The government’s plans for new salary thresholds for immigrants will pose a “real challenge in social care”, according to councillors in Richmond.

Finance lead, councillor Robin Brown, said while the council and its contractors pay the London Living Wage, this will still not be enough for many care workers to meet the government’s new £26,500 threshold for EU and non-EU immigrants under the new system it plans to introduce next year. 

“The government seems to be, as ever, closing its eyes to this problem,” he said at last week’s finance committee [February 20].

“It doesn’t sound like they are planning to put extra money into this sector that is going to be needed if we’re suddenly going to be needing to pay people a lot more to attract people in,” he said.

“The whole idea of even providing social care to councils becomes unviable for a lot of these businesses. So something’s going to have to give, and we’re not quite sure how they’re going to fix it.”

Care workers can earn as little as £16,000, according to the National Association of Care and Support Workers (NACAS).

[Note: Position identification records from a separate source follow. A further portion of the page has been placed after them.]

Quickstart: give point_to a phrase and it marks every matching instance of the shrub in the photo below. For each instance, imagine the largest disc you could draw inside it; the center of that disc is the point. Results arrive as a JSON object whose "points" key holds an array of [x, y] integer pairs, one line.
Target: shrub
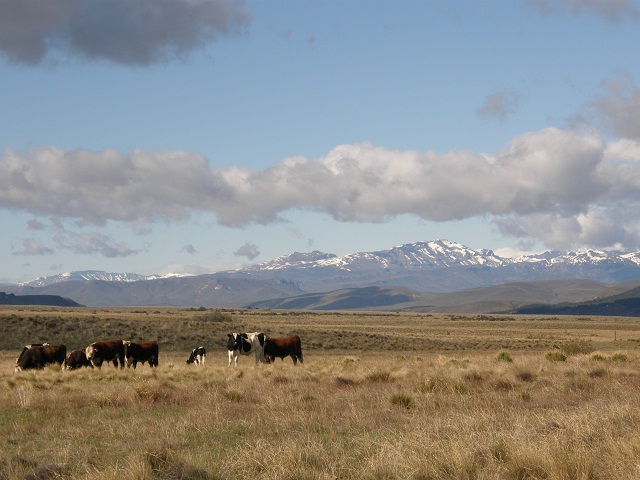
{"points": [[556, 357], [504, 357], [577, 347], [215, 316], [525, 376], [618, 357], [379, 377]]}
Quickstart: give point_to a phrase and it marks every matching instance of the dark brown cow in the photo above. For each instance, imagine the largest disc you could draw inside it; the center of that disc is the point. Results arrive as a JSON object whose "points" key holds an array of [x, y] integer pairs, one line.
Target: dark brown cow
{"points": [[141, 352], [77, 359], [37, 356], [109, 351], [283, 347]]}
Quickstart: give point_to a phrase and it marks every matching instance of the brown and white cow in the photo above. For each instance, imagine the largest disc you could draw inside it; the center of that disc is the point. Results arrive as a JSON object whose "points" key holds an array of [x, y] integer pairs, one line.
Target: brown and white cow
{"points": [[198, 356], [77, 359], [38, 356], [141, 352], [107, 351], [283, 347]]}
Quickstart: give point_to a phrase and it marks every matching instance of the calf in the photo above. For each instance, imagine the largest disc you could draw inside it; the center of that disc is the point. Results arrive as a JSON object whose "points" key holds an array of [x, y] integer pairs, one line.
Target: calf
{"points": [[141, 352], [41, 355], [77, 359], [197, 356], [109, 350], [283, 347], [245, 344]]}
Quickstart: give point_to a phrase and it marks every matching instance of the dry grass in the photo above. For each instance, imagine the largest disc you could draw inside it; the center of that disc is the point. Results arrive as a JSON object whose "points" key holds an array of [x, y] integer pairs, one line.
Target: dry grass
{"points": [[373, 400]]}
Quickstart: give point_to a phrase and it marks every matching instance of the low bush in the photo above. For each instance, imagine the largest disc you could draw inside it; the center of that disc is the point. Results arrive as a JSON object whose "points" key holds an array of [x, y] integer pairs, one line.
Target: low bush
{"points": [[577, 347], [619, 357], [402, 400]]}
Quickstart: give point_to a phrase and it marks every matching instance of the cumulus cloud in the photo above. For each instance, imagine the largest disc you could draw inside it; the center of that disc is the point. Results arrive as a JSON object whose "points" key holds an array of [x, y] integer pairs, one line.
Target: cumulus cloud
{"points": [[248, 250], [34, 224], [610, 10], [129, 32], [499, 105], [559, 187]]}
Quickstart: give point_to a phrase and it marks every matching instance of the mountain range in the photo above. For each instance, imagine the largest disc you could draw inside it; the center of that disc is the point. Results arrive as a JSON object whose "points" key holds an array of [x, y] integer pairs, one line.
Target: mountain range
{"points": [[424, 276]]}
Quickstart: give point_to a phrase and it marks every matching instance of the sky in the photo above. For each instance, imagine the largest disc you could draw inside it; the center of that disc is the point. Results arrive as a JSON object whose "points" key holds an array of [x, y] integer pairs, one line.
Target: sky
{"points": [[194, 136]]}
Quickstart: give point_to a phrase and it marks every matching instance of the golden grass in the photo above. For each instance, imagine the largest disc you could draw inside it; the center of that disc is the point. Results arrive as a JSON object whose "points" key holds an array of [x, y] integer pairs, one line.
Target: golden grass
{"points": [[375, 399]]}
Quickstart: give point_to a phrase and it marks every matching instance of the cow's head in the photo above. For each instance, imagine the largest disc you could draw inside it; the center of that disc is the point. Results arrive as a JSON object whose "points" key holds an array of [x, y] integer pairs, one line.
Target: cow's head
{"points": [[233, 342], [90, 352], [192, 357]]}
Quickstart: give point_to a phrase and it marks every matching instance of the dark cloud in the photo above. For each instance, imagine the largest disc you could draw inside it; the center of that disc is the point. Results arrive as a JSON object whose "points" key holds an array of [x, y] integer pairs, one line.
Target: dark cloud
{"points": [[34, 247], [129, 32], [499, 105]]}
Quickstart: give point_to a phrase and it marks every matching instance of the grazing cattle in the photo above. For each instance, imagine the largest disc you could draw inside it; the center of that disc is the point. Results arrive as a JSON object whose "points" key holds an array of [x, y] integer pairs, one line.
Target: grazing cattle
{"points": [[77, 359], [245, 344], [107, 351], [141, 352], [26, 347], [283, 347], [37, 356], [197, 356]]}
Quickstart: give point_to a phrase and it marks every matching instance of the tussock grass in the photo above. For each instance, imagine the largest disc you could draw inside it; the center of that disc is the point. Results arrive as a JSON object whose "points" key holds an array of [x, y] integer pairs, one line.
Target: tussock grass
{"points": [[358, 412]]}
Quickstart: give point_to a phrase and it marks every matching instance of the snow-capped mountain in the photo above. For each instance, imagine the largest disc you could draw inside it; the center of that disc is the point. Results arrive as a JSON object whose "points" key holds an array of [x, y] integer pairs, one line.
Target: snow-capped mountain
{"points": [[439, 254], [91, 275], [437, 266]]}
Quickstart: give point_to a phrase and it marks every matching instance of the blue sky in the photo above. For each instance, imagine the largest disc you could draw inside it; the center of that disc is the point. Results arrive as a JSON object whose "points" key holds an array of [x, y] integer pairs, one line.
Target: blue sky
{"points": [[191, 136]]}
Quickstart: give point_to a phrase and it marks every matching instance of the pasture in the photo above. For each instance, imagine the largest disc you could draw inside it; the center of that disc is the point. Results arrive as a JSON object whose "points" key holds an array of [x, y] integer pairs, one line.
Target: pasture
{"points": [[380, 396]]}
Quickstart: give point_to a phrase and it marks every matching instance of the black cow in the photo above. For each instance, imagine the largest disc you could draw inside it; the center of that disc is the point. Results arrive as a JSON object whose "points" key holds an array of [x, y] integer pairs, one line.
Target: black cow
{"points": [[141, 352], [41, 355], [283, 347], [197, 356], [77, 359], [109, 351], [245, 343]]}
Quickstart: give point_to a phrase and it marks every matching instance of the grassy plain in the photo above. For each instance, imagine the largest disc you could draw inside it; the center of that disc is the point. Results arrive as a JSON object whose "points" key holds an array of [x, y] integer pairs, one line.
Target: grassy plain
{"points": [[380, 396]]}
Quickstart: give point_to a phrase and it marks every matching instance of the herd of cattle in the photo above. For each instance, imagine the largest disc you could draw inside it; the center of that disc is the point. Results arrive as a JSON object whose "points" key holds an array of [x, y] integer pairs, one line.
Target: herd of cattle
{"points": [[119, 352]]}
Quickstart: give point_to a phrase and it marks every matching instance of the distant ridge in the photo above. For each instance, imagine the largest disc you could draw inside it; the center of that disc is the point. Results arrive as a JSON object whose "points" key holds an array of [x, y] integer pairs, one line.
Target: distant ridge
{"points": [[49, 300], [626, 304], [430, 269]]}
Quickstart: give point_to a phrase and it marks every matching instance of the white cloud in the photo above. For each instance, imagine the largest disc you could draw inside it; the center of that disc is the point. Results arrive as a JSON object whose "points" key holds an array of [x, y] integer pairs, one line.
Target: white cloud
{"points": [[120, 31], [559, 177], [34, 247], [248, 250], [610, 10], [89, 243], [190, 249]]}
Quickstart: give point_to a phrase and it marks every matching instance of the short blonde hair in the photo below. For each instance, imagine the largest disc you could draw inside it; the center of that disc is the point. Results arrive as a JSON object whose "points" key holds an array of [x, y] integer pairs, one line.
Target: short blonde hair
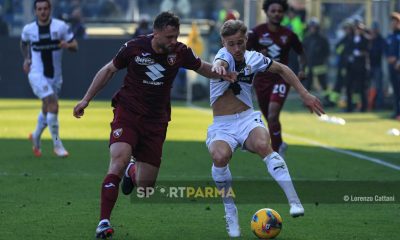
{"points": [[231, 27]]}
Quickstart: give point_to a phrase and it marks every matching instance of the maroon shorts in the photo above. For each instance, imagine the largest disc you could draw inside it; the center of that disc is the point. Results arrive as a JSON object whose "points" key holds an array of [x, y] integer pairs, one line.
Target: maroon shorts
{"points": [[269, 90], [146, 138]]}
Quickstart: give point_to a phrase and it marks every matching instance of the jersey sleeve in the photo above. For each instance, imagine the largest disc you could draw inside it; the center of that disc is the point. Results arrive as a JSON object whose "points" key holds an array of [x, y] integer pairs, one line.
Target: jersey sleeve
{"points": [[252, 40], [297, 46], [260, 62], [121, 60], [25, 34], [67, 34], [190, 60]]}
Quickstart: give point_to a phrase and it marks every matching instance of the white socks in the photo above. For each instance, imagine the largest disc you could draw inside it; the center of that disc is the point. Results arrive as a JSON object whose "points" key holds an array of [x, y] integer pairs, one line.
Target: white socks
{"points": [[41, 125], [52, 121], [223, 180], [277, 168]]}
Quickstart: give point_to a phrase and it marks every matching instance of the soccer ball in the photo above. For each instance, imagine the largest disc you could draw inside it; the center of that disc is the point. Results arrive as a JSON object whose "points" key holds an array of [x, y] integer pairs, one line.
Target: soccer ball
{"points": [[266, 223]]}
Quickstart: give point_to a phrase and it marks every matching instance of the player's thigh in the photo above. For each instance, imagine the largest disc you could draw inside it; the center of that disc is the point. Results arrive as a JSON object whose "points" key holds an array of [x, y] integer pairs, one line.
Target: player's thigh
{"points": [[124, 127], [221, 152], [120, 153], [280, 92], [146, 174], [40, 86], [221, 142], [258, 141]]}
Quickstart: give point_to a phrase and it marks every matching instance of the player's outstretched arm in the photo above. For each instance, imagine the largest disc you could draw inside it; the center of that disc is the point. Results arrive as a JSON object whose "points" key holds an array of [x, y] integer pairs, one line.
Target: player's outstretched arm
{"points": [[99, 81], [216, 71], [25, 50], [71, 46], [311, 102]]}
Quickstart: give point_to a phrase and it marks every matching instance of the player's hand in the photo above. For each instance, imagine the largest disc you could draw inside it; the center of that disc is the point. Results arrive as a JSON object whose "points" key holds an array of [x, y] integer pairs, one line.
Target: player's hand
{"points": [[230, 77], [301, 75], [79, 109], [219, 70], [63, 44], [27, 66], [313, 104]]}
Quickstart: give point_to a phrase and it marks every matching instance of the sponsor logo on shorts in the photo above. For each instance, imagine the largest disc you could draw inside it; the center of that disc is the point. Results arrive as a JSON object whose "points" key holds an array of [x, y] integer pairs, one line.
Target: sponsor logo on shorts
{"points": [[117, 133], [144, 60], [171, 59]]}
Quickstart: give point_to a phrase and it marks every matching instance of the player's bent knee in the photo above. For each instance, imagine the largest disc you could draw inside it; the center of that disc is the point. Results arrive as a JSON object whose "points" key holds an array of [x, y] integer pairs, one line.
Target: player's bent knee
{"points": [[220, 157]]}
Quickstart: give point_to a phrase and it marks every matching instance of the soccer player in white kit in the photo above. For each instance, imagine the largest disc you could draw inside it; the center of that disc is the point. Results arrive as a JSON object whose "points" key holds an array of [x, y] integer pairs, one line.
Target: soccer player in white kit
{"points": [[237, 124], [42, 42]]}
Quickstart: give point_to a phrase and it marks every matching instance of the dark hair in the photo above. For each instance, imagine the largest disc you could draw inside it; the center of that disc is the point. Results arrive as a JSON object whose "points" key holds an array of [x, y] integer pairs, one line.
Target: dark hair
{"points": [[166, 19], [268, 3], [36, 1], [231, 27]]}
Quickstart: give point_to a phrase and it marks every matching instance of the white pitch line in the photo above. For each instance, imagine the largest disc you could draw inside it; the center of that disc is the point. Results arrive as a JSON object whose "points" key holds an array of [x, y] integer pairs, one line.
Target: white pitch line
{"points": [[330, 148], [347, 152]]}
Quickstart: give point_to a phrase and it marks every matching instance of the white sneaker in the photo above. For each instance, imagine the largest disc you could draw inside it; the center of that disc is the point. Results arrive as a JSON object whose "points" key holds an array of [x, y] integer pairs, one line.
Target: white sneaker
{"points": [[296, 210], [60, 151], [35, 145], [282, 149], [232, 223]]}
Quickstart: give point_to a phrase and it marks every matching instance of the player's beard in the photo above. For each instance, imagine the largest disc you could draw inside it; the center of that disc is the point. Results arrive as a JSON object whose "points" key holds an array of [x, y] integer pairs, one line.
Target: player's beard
{"points": [[276, 20], [167, 49], [44, 18]]}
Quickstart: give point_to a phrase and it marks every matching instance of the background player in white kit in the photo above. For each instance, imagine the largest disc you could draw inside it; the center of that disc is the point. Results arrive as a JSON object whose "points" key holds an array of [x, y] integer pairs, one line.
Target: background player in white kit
{"points": [[42, 42], [237, 124]]}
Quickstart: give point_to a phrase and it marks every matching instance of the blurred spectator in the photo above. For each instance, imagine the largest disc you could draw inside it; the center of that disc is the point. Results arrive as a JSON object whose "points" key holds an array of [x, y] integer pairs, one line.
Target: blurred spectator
{"points": [[108, 8], [77, 25], [375, 92], [227, 11], [393, 58], [3, 25], [293, 21], [357, 66], [181, 7], [317, 51], [342, 52], [167, 5], [144, 27]]}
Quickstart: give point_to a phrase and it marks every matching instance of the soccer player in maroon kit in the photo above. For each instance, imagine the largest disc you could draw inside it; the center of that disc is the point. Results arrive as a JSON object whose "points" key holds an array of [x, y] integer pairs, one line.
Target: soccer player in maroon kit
{"points": [[142, 107], [275, 42]]}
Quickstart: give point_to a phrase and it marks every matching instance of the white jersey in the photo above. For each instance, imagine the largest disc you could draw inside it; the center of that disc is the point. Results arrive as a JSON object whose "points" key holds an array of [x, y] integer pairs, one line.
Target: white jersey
{"points": [[254, 62], [45, 51]]}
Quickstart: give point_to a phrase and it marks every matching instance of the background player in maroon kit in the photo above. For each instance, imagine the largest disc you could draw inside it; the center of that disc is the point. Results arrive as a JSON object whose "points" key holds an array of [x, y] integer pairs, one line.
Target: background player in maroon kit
{"points": [[142, 106], [275, 42]]}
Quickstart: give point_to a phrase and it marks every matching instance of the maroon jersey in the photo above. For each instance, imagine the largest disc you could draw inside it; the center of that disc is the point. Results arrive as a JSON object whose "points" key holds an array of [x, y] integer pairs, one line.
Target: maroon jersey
{"points": [[147, 85], [275, 45]]}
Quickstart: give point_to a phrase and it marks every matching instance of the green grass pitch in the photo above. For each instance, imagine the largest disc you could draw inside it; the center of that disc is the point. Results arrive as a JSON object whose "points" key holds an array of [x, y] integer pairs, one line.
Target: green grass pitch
{"points": [[52, 198]]}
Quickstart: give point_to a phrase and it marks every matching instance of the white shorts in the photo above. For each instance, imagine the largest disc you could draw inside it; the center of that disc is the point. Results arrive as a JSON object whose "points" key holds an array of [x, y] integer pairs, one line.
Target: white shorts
{"points": [[234, 129], [42, 86]]}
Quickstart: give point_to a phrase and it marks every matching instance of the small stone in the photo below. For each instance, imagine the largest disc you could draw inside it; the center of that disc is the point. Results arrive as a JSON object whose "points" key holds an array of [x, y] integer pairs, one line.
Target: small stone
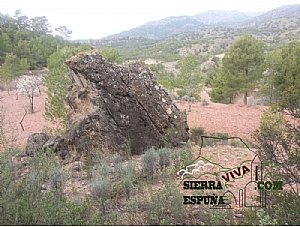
{"points": [[238, 215]]}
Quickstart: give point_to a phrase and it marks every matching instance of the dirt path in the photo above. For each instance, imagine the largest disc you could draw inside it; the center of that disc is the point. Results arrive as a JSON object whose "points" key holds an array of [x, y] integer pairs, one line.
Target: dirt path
{"points": [[224, 118], [214, 117]]}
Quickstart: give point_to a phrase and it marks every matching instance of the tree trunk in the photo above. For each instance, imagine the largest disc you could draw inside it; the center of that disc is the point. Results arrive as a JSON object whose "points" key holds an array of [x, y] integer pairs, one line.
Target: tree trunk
{"points": [[245, 98]]}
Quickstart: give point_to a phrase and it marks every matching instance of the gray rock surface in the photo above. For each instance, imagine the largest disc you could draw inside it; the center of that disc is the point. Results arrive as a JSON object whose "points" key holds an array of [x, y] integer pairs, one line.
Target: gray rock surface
{"points": [[116, 108], [40, 142]]}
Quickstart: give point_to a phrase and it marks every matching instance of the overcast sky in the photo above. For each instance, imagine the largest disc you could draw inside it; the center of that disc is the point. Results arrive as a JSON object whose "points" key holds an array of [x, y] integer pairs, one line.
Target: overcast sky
{"points": [[98, 18]]}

The comments came during a debate to raise council tax in Richmond.

It is expected to go up by 3.8 per cent overall this year, including a two per cent adult social care precept to help fund services in the borough, subject to approval by Full Council on March 3.

Cllr Brown said any increase in council tax is “unwelcome” but there is little alternative due to the lack of government funding.

Earlier in the meeting he said the government’s £700 million funding boost for high needs pupils this year was needed, but the extra £2.2 million for Richmond was not enough.

The finance report explained this is £4.4 million less than the estimated funding of special needs students in the borough, and will not help with the council’s cumulative deficit of nearly £15 million in this area.

Owners of band D properties in the borough are expected to pay £1,871.64 in council tax for 2020/2021.

This includes a 1.80 per cent increase in council tax, plus 2 per cent for the social care precept, and includes the Greater London Authorities precept which has increased by 3.61 per cent this year.